Combining product-form estimators with other Monte Carlo methodology expands their utility beyond product-form targets. We illustrated this in Sect. 3 by describing the three simplest and most readily accessible combinations we could think of: their merger with importance sampling applicable to targets that are absolutely continuous with respect to fully factorized distributions (Sect. 3.1), that with importance sampling squared applicable to targets that are absolutely continuous with respect to partially factorized distributions (Sect. 3.2, see also Tran et al. (2013)), and that with pseudo-marginal MCMC applicable to targets with intractable densities (Sect. 3.3, see also Schmon et al. (2020)). In all of these cases, we demonstrated theoretically that the resulting estimators are more statistically efficient than their standard counterparts (Corollaries 25). Many other extensions are possible. For instance, one can embed product-form estimators within random weight particle filters (Rousset and Doucet 2006; Fearnhead et al. 2008, 2010)—and, more generally, algorithms reliant on unbiased estimation—much the same way we did for IS\(^2\) and GIMH in Sects. 3.23.3. For an example of a slightly different vein, see Appendix F where we consider ‘mixture-of-product-form’ estimators applicable to targets which are mixtures of product-form distributions and, by combining these with importance sampling, we obtain a product-form version of (stratified) mixture importance sampling estimators (Oh and Berger 1993; Hesterberg 1995) that is particularly appropriate for multimodal targets. For further examples, see the divide-and-conquer SMC algorithm (Lindsten et al. 2017; Kuntz et al. 2021) obtained by combining product-form estimators with SMC and Tensor Monte Carlo (Aitchison 2019) obtained by merging the estimators with variational autoencoders.

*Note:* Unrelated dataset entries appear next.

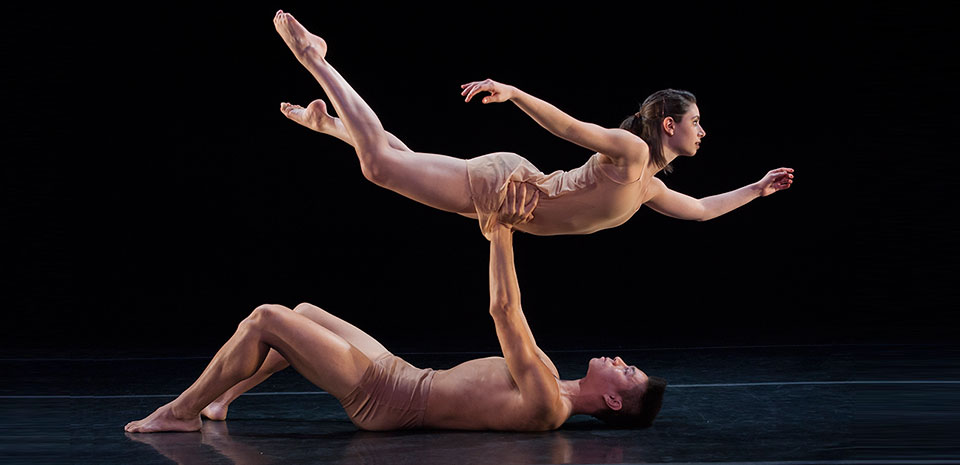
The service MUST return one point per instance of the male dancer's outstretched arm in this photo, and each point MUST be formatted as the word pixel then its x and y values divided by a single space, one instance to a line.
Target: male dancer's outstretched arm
pixel 534 376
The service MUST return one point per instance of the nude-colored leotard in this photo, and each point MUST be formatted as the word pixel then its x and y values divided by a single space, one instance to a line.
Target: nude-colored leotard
pixel 580 201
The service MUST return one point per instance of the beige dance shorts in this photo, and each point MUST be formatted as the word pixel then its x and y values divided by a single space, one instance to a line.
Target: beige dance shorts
pixel 392 395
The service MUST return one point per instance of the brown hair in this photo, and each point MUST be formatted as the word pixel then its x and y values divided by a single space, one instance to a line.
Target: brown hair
pixel 646 123
pixel 640 406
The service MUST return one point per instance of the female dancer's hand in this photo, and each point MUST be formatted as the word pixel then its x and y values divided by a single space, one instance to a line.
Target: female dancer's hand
pixel 498 92
pixel 776 180
pixel 521 201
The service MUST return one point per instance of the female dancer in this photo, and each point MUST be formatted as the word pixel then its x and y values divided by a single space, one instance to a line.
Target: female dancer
pixel 603 193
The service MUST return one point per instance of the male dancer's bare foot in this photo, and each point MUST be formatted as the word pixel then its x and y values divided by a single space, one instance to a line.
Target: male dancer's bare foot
pixel 164 419
pixel 215 411
pixel 298 38
pixel 315 116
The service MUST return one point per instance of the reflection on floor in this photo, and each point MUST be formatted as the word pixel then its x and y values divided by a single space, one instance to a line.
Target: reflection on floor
pixel 788 404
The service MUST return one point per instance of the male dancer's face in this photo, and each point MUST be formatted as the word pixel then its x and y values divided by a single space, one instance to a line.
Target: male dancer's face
pixel 615 374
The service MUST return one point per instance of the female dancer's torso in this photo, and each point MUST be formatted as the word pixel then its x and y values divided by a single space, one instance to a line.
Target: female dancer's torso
pixel 595 196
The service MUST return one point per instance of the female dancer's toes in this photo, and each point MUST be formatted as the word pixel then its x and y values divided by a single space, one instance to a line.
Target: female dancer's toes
pixel 301 42
pixel 315 116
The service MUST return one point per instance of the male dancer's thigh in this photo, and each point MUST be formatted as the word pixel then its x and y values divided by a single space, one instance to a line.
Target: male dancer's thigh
pixel 355 336
pixel 439 181
pixel 320 355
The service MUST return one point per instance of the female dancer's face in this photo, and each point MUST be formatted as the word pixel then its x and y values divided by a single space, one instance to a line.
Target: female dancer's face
pixel 687 133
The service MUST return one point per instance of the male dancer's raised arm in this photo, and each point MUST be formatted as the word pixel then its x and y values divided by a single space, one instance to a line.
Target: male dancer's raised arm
pixel 534 376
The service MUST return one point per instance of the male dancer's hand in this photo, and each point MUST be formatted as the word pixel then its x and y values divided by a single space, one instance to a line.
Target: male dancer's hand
pixel 522 198
pixel 498 92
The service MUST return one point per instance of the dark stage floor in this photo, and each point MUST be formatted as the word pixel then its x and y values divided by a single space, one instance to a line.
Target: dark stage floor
pixel 767 404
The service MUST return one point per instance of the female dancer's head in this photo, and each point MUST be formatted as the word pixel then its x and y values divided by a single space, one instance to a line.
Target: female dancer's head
pixel 667 119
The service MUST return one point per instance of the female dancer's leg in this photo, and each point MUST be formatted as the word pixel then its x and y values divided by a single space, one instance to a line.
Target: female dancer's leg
pixel 436 180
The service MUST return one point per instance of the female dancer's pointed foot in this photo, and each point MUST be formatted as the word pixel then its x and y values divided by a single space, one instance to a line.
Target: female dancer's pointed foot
pixel 315 116
pixel 298 38
pixel 164 419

When choosing among the resulting (and at times bewildering) constellation of estimators, we recommend following one simple principle: pick estimators that somehow ‘resemble’ or ‘mirror’ the target. Good examples of this are well parametrized Gibbs samplers which generate new samples using the target’s exact conditional distributions and, consequently, often outperform other Monte Carlo algorithms (e.g., Sect. 3.4). While for many targets these conditional distributions cannot be obtained (nor are good parametrizations known), their (conditional) independence structure is usually obvious [e.g., see Gelman and Hill (2006), Gelman (2006), Koller and Friedman (2009), Hoffman et al. (2013), Blei et al. (2003), and the many references therein] and can be mirrored using product-form estimators within one’s methodology of choice. Indeed, in the case of the simple hierarchical model (Example 5), it was the PFIS\(^2\) estimator utilizing samples with exactly the same independence structure as the model’s that performed best (besides the Gibbs sampler). Of course, this model’s independence structure was particularly simple, and so were the resulting estimators. However, we believe that broadly the same considerations apply to models with more complex structures and that product-form estimators can be adapted to such structures by following analogous steps.

To summarize, we believe that product-form estimators are of greatest use not on their own, but embedded within more complicated Monte Carlo routines to tackle the aspects of the problem exhibiting product structure. There remains much work to be done in this direction.